Query Internet Archive CDX

import requests
r = requests.get('http://web.archive.org/cdx/search/cdx', 
                 params={'url': 'skeptric.com/about/', 'output': 'json', 'to': '202111'})

captures = r.json()

import pandas as pd
df = pd.DataFrame(captures[1:], columns=captures[0])
df
urlkey timestamp original mimetype statuscode digest length
0 com,skeptric)/about 20211120235913 https://skeptric.com/about/ text/html 200 Z5NRUTRW3XTKZDCJFDKGPJ5BWIBNQCG7 3266
record = df.iloc[0]
record
urlkey                     com,skeptric)/about
timestamp                       20211120235913
original           https://skeptric.com/about/
mimetype                             text/html
statuscode                                 200
digest        Z5NRUTRW3XTKZDCJFDKGPJ5BWIBNQCG7
length                                    3266
Name: 0, dtype: object

Fetch Original and Archived Content

We can get the version available from the Wayback Machine like this:

wayback_url = f'http://web.archive.org/web/{record.timestamp}/{record.original}'
wayback_content = requests.get(wayback_url).content

The digests don’t match because the Internet Archive changes the HTML

from hashlib import sha1
from base64 import b32encode

def sha1_digest(content: bytes) -> str:
    return b32encode(sha1(content).digest()).decode('ascii')
sha1_digest(wayback_content)
'OXZ5C2VPDFFRV6U3CCNM6QT7VKND6SSE'

However we can get the original HTML captured:

original_url = f'http://web.archive.org/web/{record.timestamp}id_/{record.original}'
original_content = requests.get(original_url).content

And the SHA-1 matches the CDX record

sha1_digest(original_content) == record['digest']
True

Here’s a capture of the website I made on 2021-12-01

dec21_content = requests.get('https://raw.githubusercontent.com/EdwardJRoss/skeptric/98419583bc0c7b71ab9469250bbed924cdac448d/static/resources/about.html').content

And it’s byte-for-byte the same are the snapshot

dec21_content == original_content
True
sha1_digest(dec21_content)
'Z5NRUTRW3XTKZDCJFDKGPJ5BWIBNQCG7'

Removing Headers

The Wayback Machine version injects a header just after the <head> tag down to <-- End Wayback Rewrite JS Include-->.

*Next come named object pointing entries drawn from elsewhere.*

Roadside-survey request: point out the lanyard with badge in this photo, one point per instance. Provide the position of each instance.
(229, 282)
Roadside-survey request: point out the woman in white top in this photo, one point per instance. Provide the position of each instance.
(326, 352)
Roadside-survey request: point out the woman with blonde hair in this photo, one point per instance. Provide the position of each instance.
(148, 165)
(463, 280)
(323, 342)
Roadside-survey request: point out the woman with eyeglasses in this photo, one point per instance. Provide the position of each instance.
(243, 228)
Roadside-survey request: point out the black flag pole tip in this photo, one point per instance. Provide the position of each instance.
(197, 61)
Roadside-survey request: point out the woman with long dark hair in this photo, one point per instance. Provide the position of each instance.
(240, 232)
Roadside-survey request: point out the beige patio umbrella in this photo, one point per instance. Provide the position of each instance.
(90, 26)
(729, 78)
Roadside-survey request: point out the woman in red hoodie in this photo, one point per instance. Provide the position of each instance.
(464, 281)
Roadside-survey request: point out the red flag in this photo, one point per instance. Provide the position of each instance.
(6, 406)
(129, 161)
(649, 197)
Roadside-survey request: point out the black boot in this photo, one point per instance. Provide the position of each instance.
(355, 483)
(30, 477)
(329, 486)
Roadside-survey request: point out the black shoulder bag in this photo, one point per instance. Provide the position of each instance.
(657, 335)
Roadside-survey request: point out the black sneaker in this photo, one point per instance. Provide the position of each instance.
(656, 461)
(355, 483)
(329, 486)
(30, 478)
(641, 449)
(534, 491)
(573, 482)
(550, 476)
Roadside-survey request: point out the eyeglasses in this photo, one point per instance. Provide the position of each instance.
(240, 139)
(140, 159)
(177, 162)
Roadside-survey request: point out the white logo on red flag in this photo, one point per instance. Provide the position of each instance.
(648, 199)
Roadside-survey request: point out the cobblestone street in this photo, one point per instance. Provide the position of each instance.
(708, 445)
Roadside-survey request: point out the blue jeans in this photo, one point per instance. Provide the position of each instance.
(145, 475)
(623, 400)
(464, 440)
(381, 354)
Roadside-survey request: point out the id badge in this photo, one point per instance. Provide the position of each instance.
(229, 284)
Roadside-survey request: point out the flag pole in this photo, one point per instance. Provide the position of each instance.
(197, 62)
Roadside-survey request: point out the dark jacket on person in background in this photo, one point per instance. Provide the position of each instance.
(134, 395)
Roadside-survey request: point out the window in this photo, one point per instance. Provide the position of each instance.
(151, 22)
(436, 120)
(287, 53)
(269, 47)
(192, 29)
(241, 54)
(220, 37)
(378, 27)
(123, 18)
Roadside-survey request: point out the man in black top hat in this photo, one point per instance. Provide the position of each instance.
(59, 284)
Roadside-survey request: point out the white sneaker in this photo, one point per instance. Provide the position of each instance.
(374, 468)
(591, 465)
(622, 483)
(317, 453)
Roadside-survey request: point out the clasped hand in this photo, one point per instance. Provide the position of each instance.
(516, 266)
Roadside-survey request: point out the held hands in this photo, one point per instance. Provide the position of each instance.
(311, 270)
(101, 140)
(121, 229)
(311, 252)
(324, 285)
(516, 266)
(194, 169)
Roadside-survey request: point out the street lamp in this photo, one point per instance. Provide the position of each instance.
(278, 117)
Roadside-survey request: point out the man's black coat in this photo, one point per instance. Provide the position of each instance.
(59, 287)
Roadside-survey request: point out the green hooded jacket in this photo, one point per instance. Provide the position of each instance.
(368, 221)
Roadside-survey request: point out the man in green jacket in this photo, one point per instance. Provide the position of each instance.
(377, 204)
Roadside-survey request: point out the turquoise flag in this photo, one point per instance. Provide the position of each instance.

It looks like a bit of javascript and some CSS (likely for tracking and adding banners, search, etc)

print(wayback_content[:1500].decode('utf-8'))
<!DOCTYPE html>
<html lang="en-us">
<head><script src="//archive.org/includes/analytics.js?v=cf34f82" type="text/javascript"></script>
<script type="text/javascript">window.addEventListener('DOMContentLoaded',function(){var v=archive_analytics.values;v.service='wb';v.server_name='wwwb-app216.us.archive.org';v.server_ms=347;archive_analytics.send_pageview({});});</script>
<script type="text/javascript" src="/_static/js/bundle-playback.js?v=UfTkgsKx" charset="utf-8"></script>
<script type="text/javascript" src="/_static/js/wombat.js?v=UHAOicsW" charset="utf-8"></script>
<script type="text/javascript">
  __wm.init("http://web.archive.org/web");
  __wm.wombat("https://skeptric.com/about/","20211120235913","http://web.archive.org/","web","/_static/",
          "1637452753");
</script>
<link rel="stylesheet" type="text/css" href="/_static/css/banner-styles.css?v=omkqRugM" />
<link rel="stylesheet" type="text/css" href="/_static/css/iconochive.css?v=qtvMKcIJ" />
<!-- End Wayback Rewrite JS Include -->

    <meta charset="utf-8"/>
    <meta http-equiv="X-UA-Compatible" content="IE=edge"/>

    
    
    <title>About Skeptric · </title>

    <meta name="HandheldFriendly" content="True"/>
    <meta name="viewport" content="width=device-width, initial-scale=1.0"/>

    
    <link rel="stylesheet" href="http://web.archive.org/web/20211120235913cs_/https://skeptric.com/style.main.min.5ea2f07be7e07e221a7112a3095b89d049b96c48b831f16f1015bf2d95d914e5.css"/>
<script async src="http://web.archiv

It’s missing from the original

print(original_content[:500].decode('utf-8'))
<!DOCTYPE html>
<html lang="en-us">
<head>
    <meta charset="utf-8" />
    <meta http-equiv="X-UA-Compatible" content="IE=edge" />

    
    
    <title>About Skeptric · </title>

    <meta name="HandheldFriendly" content="True" />
    <meta name="viewport" content="width=device-width, initial-scale=1.0" />

    
    <link rel="stylesheet" href="https://skeptric.com/style.main.min.5ea2f07be7e07e221a7112a3095b89d049b96c48b831f16f1015bf2d95d914e5.css" />
<script async src="https://www.googletagm
def remove_wayback_header(content):
    _start = b'<script src="//archive.org/includes/analytics.js'
    _end = b'<!-- End Wayback Rewrite JS Include -->\n'
    start_idx = content.find(_start)
    end_idx = content.find(_end)
    if start_idx < 0 or end_idx < 0:
        raise ValueError("Could not find")
    return content[:start_idx] + content[end_idx+len(_end):]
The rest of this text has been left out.